*The following is excerpted from an online article posted on Science Alert.
The dangers of staring directly into laser pointers are well documented, but an unfortunate incident involving a teenager from Ohio serves as a sobering reminder of just how little it takes to cause permanent damage to your eyes and vision.
In a recent medical report, physicians document the case of the anonymous teen, who stared directly into a laser pointer for several seconds while playing a ‘shooting game’ with his friends.
The device used was a laser pointer toy intended for exercising pets. While devices like this are often advertised as being low-power lasers, that’s not always the case, and mounting evidence of retinal damage caused by such pointers suggests the risk is growing, researchers say, even though people might not be aware of it.
“Though commonly believed to be safe, even brief laser-pointer exposure to the eye can lead to permanent vision loss, with children being particularly at risk,” the team, led by first author and medical student Carol Vitellas from Ohio State University (OSU) explained in the report.
Sadly, that’s exactly what happened to the teen in this case. Despite only looking at the laser directly for a matter of seconds, immediately afterward he experienced a form of vision loss for several minutes, after describing the initial visual effect as a bright light.
Five months after the incident, the boy, experiencing ongoing blurred vision and partial vision loss in his right eye, went to see OSU ophthalmologist Frederick Davidorf.
Using a high-resolution optical scanning system, Davidorf saw first-hand the damage done to the boy’s retinas, where entire regions of light-sensitive photoreceptors cells (aka rods and cones) had been “blasted away” by the laser, as Davidorf puts it. “There’s just nothing left there,” Davidorf said. “The affected areas are devoid of cones.”

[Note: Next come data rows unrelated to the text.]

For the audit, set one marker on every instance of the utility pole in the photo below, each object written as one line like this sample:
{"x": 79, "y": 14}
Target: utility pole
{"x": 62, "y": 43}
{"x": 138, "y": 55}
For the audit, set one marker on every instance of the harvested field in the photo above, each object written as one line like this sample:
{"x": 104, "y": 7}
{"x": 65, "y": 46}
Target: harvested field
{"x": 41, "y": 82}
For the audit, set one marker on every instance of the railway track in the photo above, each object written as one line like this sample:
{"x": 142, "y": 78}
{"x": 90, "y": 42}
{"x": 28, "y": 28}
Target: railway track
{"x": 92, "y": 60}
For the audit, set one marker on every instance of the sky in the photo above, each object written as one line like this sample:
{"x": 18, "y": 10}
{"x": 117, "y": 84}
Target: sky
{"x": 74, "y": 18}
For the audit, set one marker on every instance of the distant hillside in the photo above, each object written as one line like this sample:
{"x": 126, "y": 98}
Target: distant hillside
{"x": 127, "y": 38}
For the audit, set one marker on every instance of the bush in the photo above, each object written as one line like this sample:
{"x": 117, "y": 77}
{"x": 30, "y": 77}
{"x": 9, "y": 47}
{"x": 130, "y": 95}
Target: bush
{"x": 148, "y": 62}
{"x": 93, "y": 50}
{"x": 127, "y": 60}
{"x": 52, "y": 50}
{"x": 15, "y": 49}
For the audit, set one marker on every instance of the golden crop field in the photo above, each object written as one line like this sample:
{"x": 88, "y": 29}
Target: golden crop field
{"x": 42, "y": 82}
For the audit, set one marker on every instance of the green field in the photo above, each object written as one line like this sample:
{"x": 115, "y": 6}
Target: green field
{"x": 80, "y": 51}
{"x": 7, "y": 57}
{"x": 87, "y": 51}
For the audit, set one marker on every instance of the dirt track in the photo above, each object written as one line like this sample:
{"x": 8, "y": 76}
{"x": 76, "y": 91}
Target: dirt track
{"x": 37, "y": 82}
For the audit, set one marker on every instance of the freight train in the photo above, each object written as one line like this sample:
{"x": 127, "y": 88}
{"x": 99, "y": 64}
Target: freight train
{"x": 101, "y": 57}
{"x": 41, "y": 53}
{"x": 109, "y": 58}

The boy was diagnosed with macular laser burns in both eyes, given no other confounding conditions could explain the vision loss he was experiencing.
The teen had his eyes scanned with the ophthalmoscope on two occasions, at 11 and then 20 months after the injury was sustained. During the interim, the researchers observed a slight decrease in the size of the lesions. “It’s never going to fully heal,” Davidorf said. “There will always be scarring there.”
The findings were reported in Retinal Cases & Brief Reports.